LinkedIn has become an integral part of lead-generation strategies for businesses. However, the way in which we approach potential clients on this platform can make all the difference in terms of generating leads.
While working with clients we often think about the question: which strategy should we implement? Some clients prefer if we send the link in the message right away, while others prefer if we start a conversation first. While testing both of these strategies for our clients, we decided to make an experiment by comparing them, see which one is working better, and share the final results.
With this in mind, we approached 2500+ people by splitting them into two subgroups and using two different approaches. One approach was to start a conversation and ask if they would like us to send the link, while with another strategy we would send the link directly in the message.
Let’s take a look at our experiment to find out which one is the more effective approach for lead generation.
Targeting for the experiment
We approached existing connections on our LinkedIn account because we could easily send them messages without connection requests. Our target audience for this experiment consisted of those connections who held titles such as CEO, Managing Director, Advisor, Consultant, Founder, Trainer, Partner, Managing Partner, Geschäftsführer, and Eigentümer.

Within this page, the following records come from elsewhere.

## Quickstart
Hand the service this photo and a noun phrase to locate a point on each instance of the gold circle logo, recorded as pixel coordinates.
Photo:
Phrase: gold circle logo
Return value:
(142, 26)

Totally we collected 2518 prospects.
In our first strategy, we asked our targeted connections if they were interested in getting the link for additional details and booking a call. In total, we approached 1223 people with the first strategy. Here is an example of the message we sent:
Results of the first strategy
Out of 1223 people, we got replies from 103 and generated 63 interested leads. In the end, out of these 63 people we managed to book a call with 7 of them.
|Total engaged leads||1223|
|Total generated leads||70|
Our second strategy had a more direct approach, as the link to the sales pitch was already in the copy of the 1st message. Here is the message we sent to 1295 people from our targeted list:
Results of the second strategy
As a result of our second strategy, we approached a total of 1295 connections, out of which 17 answered our message. In the end, 2 people were interested in booking a call to get more information.
|Total engaged leads||1295|
|Total generated leads||4|
|Total interested leads||2|
Pros and cons of both strategies
The first strategy (asking to send a link)
- You can follow up and continue the conversation with those interested leads
- Shows respect for the recipient’s time and preferences
- Increases the likelihood of the recipient being receptive to the conversation and engaging with your message
- This leads to a more personalized and meaningful conversation, as the recipient has expressed interest in receiving the link
- May not be necessary in all cases, as some recipients may be open to receiving links without being asked first
- This could potentially add an extra step to the conversation and delay the process of lead generation
- May not be as effective in generating immediate interest from the recipient, as takes a bit of time for the initial conversation.
The second strategy (sending the link)
- Provides the recipient with immediate value
- Can work well for busy people that can check the link right away
- This can potentially lead to faster lead generation
- You don’t know who clicked the link.
- May appear spammy, pushy, or self-promotional
- The recipient may not have the time or interest to click on the link and engage with the content, leading to lower engagement rates
- While clicking on the link LinkedIn is asking if you want to leave the Linkedin platform. This might confuse some people and result in them not viewing the landing page.
- The link may be seen as irrelevant or not useful to the recipient, which can harm your chances of building a meaningful connection
Which strategy works better?
According to our experiment, the first strategy performed better as it generated 63 interested leads and 7 booked calls, while the second one generated only 2 booked calls. The 1st strategy allows engaging more with leads, while the 2nd strategy gives a straightforward approach.
The 1st strategy indeed needs more time and effort than the second one but the final results are better for the first one. In addition, monitoring and following up on the 1st strategy is easier than the 2nd strategy.
Overall both strategies could be useful according to your campaign needs. For example, if you want to spend less time and send messages to a wider audience, then probably the second strategy will be a better choice. However, it might lead to lower engagement and generated leads.
Our recommendation is to start the conversation and keep following up, which will require more time and dedicated resources but generate more results.